Но стоит ринуться толпе к Бастилии уже не с детской «Марсельезой» — и привычное становится необычайным; вкус крови — острым, лакомым или отвратительным; утверждение: «убить всегда можно», — недоумением: когда можно и когда нельзя?
Самое опасное для государства во всех революциях — не насилие, а вот этот вопрос о возможности, о святости насилия, т. е. о самом бытии государственном, неосторожное прикосновение к тому Соломонову перстню, в котором заключен грознейший из демонов бунта. Тысячи насилий, тысячи убийств невиннее перед лицом государства, чем этот вопрос, произнесенный шепотом. «Только не прикасайтесь к этому, не будите этого, не ворошите, — тут место заклятое, проходите мимо. Circulez, messieurs, circulez!» — как французские сержанты, — «честью просят» нас все государственники и все революционеры.

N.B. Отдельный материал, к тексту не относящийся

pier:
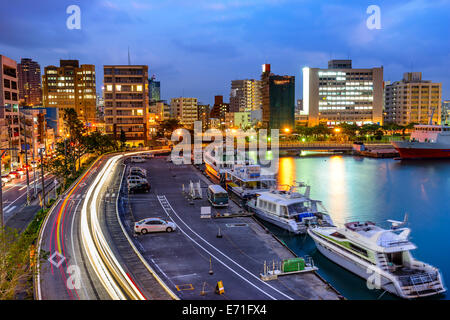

Во всякой революции наступает такая решительная минута, когда кому-то кого-то надо расстрелять, и притом непременно с легким сердцем, как охотник подстреливает куропатку. А если возникает малейшее сомнение, то все к черту летит — революция не удалась.
Вопрос о насилии, метафизический, нравственный, личный, общественный, возникал во всех революциях. Но ни в одной не обнажалось его значение религиозное с такой неотразимой ясностью, с такою режущей остротой, как в русском освобождении. И это вовсе не потому, что мы избранники. А просто времена уже не те. Наступило лето — побелели жатвы. Можно, конечно, и теперь, после «Войны и мира», «Преступления и наказания», стрелять в людей, как в куропаток, — но уже нет-нет, да и заскребут на сердце кошки. Соломонов перстень разбит — не спаяешь; вырвался из него демон. Вот, кажется, главная причина того, что русское освобождение не удалось.
Не так уж мы, в самом деле, бездарны; не боги горшки обжигают. Если бы мы шли определенно и сознательно от одного государственного порядка к другому, от известного к неизвестному, то, по всей вероятности, давно уже были бы у пристани. Но мы отплыли от всех берегов и пустились в открытое море, в поисках града Божьего. Немудрено, что потерпели крушение.
Здравый смысл мог бы посмеяться над нами: ловили журавля в небе и выпустили синицу из рук; захотели «того, чего не бывает на свете», и получили шиш.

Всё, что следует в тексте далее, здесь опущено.